After completion of the model training, we can see the new version of the model by clicking on the saved model in the Flow. During retraining, all of the settings in the model design–the algorithm, hyperparameters, and feature handling–will be kept identical to the active model. But the model will be fitted to the new data.
By default, the retrained model becomes the new, active version. We could also change settings to require manual activation of any new model version. From this page, we can activate a new version of the model or roll back to a previous version of the model.
The Evaluate Recipe¶
But how do we know if the new version of the model is better than the previous one? That’s a job for the Evaluate recipe.
As we update the active version of the model, we’ll be able to compare a model’s performance against previous versions using data that was never seen during training.
The Evaluate recipe requires two inputs: a labelled dataset and a deployed prediction model. It produces two outputs: the scored input dataset and another dataset of model metrics.
The scored validation set (validation_scored) produced by the Evaluate recipe is similar to the output of the Score recipe. The “Readmitted” variable was already present, but we can now compare it against the class probabilities and predictions according to the active version of the model.
After running the Evaluate recipe one time, we have only one row in the model metrics dataset. After each update to the active version of the model, we’ll re-run the Evaluate recipe and see a new row of metrics added.
Retraining for New Historic Data¶
With this evaluation plan in place, consider a case sometime in the near future where our historic data has changed. After it travels through our data pipeline, we have new, labelled training and validation sets recording which patients were readmitted.
Once again, let’s retrain the model on the new training data.
The model we just trained on our new data is now the active version of the model. ROC AUC has slightly improved, but we can get a fairer assessment against the validation set.
With a fresh active version of the model, let’s re-run the Evaluate recipe.
We have a new row in the model metrics dataset recording the performance on the newly trained model. The metrics are quite close. It looks like the model is performing the same on the new labelled data as it did on the older data.
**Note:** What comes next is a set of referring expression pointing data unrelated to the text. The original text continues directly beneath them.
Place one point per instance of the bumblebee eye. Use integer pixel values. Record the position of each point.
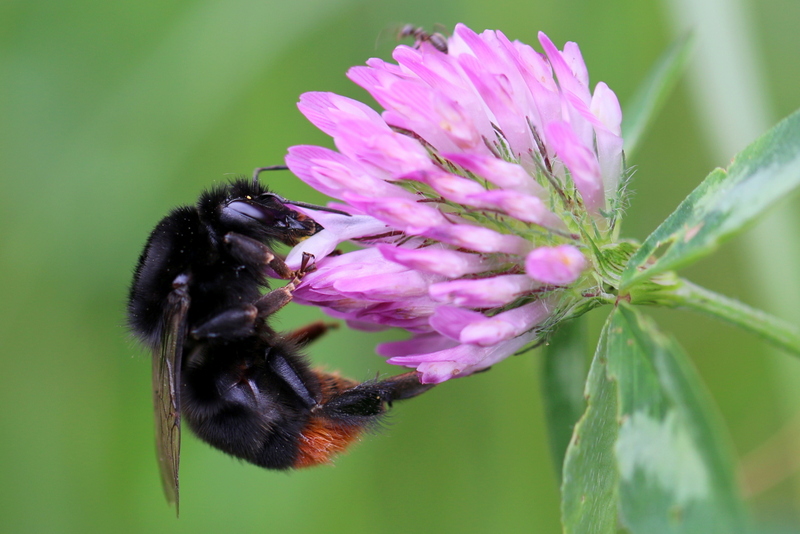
(237, 210)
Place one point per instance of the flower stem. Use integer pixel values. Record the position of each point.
(774, 330)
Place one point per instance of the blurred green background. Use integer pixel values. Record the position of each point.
(113, 112)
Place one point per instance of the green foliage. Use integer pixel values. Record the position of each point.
(564, 369)
(652, 94)
(726, 203)
(650, 452)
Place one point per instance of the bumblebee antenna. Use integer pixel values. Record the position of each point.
(279, 198)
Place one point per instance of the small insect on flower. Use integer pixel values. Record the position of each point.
(483, 196)
(196, 301)
(437, 40)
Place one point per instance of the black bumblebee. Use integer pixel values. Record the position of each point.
(197, 301)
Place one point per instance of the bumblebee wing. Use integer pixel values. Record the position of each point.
(166, 388)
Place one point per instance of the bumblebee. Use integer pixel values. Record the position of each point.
(198, 302)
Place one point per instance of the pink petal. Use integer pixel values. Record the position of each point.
(559, 265)
(437, 260)
(484, 292)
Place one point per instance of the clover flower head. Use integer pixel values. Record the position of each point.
(481, 196)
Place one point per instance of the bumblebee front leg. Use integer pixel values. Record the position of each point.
(278, 298)
(253, 252)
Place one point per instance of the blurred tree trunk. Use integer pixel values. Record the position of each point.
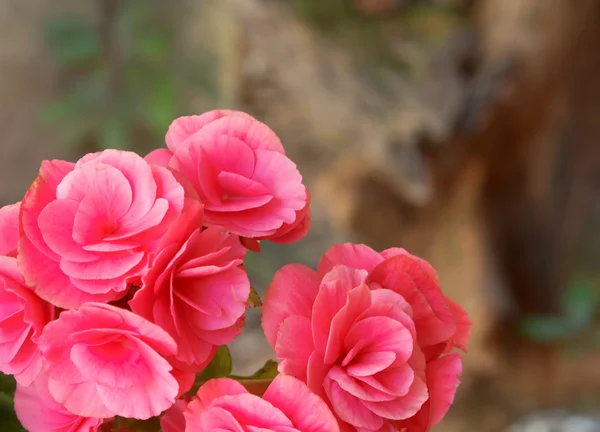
(542, 146)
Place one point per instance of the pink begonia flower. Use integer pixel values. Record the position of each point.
(104, 361)
(9, 229)
(39, 412)
(368, 333)
(23, 316)
(195, 288)
(173, 420)
(239, 169)
(87, 228)
(287, 406)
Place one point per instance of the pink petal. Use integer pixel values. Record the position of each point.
(294, 346)
(108, 198)
(256, 134)
(311, 415)
(184, 127)
(292, 292)
(286, 185)
(39, 412)
(412, 280)
(80, 399)
(462, 335)
(50, 283)
(56, 224)
(173, 420)
(41, 192)
(108, 267)
(359, 300)
(370, 363)
(377, 334)
(148, 398)
(139, 175)
(213, 390)
(402, 407)
(159, 157)
(359, 388)
(290, 233)
(442, 380)
(316, 373)
(332, 297)
(9, 229)
(216, 301)
(356, 256)
(351, 409)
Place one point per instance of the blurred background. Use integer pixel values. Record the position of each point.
(464, 131)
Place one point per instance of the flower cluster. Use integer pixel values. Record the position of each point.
(121, 276)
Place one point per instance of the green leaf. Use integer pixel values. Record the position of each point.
(8, 418)
(254, 299)
(219, 367)
(267, 371)
(545, 328)
(114, 134)
(163, 106)
(260, 380)
(154, 47)
(73, 41)
(581, 303)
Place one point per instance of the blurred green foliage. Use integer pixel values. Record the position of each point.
(8, 419)
(124, 81)
(577, 327)
(373, 38)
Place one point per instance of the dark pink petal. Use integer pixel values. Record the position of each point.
(56, 223)
(461, 337)
(50, 282)
(215, 301)
(332, 297)
(402, 407)
(290, 233)
(351, 409)
(118, 264)
(160, 157)
(359, 300)
(294, 346)
(148, 398)
(442, 380)
(356, 256)
(377, 334)
(412, 280)
(139, 175)
(286, 185)
(358, 388)
(306, 410)
(370, 363)
(173, 420)
(9, 229)
(213, 390)
(256, 134)
(39, 412)
(292, 292)
(184, 127)
(41, 192)
(316, 372)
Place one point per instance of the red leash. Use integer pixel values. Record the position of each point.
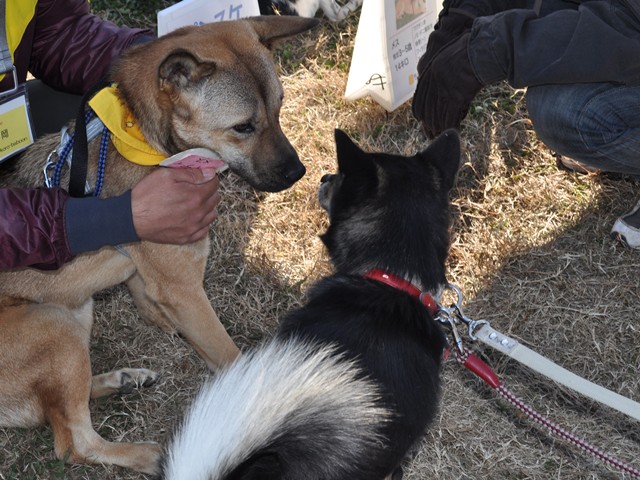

Perhaps we should keep this model as the active version? If not, we can always roll back to a previous version.
What’s next?¶
In this course, you’ve seen how to deploy a model to the Flow to predict new data.
You’ve also seen how Dataiku DSS lets you version your model in order to keep improving it over time, while keeping track of its history.
In other courses, we’ll learn about this process in greater detail, including how to automate this cycle with scenarios, metrics, and checks.